EX-10.8 7 dex108.htm EXHIBIT 10.8 Exhibit 10.8

Exhibit 10.8

Danaher Corporation

Description of Non-Management Director Compensation Arrangements

Following is a description of the compensation arrangements for each of the Company’s non-management directors, effective as of July 1, 2011. Each of our non-management directors receives:

 

   

an annual cash retainer of $55,000, paid in four, equal installments following each quarter of service;

 

   

$2,500 for each board meeting attended (whether by telephone or in person);

 

   

$1,000 for each committee meeting attended (whether by telephone or in person);

 

   

an annual equity award with a target award value of $140,000, divided evenly between options and restricted stock units. Using the average closing price of Danaher’s common stock over a 15-day trading period ending on the seventh business day before the grant date, the target award value attributable to stock options is converted into a specified number of options (rounded up to the nearest ten) based on an assumed value per option equal to 40% of such average closing price. The target award value attributable to RSUs is converted into a specific number of RSUs using such average closing price. The strike price for each stock option is equal to the closing price of Danaher’s common stock on the date of grant, the options have a ten-year term and each option is fully vested as of the date of grant. The RSUs vest on the earlier of (1) the first anniversary of the grant date, or (2) the date of, and immediately prior to, the next annual meeting of Danaher’s shareholders following the grant date, but the underlying shares are not issued until the earlier of the director’s death or the first day of the seventh month following the director’s retirement from the Board. The options and RSUs are approved by the Compensation Committee on the date on which the Company’s July annual equity grants are approved; and

 

   

payment of or reimbursement for Danaher-related out-of-pocket expenses, including travel expenses.

In addition, the chairs of the Audit Committee, Compensation Committee and Nominating and Governance Committee each receive an annual retainer of $15,000 and the lead independent director receives an annual retainer of $10,000, in each case paid in equal quarterly installments.
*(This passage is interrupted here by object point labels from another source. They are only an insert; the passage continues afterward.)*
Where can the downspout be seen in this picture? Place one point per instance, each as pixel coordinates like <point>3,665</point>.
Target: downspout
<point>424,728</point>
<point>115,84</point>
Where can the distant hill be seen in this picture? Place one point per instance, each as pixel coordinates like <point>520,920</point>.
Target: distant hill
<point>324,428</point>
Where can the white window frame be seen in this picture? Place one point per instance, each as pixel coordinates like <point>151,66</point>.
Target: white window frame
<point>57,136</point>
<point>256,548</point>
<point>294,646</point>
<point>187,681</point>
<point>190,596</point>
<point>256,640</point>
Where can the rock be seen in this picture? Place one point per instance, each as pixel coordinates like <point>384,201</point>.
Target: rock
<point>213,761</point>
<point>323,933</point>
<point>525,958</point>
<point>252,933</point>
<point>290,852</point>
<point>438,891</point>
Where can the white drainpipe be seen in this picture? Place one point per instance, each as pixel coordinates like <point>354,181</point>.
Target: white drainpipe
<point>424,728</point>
Each non-employee director can elect to defer all or a part of the cash director fees that he or she receives with respect to a particular year under the Non-Employee Directors’ Deferred Compensation Plan, which is a sub-plan under the 2007 Stock Incentive Plan. Amounts deferred under the plan are converted into a particular number of phantom shares of Danaher common stock, calculated based on the closing price on the quarterly date that such fees would otherwise have been paid. A director may elect to have his or her plan balance distributed upon cessation of Board service, or one, two, three, four or five years after cessation of Board service. All distributions from the plan are in the form of shares of Danaher common stock.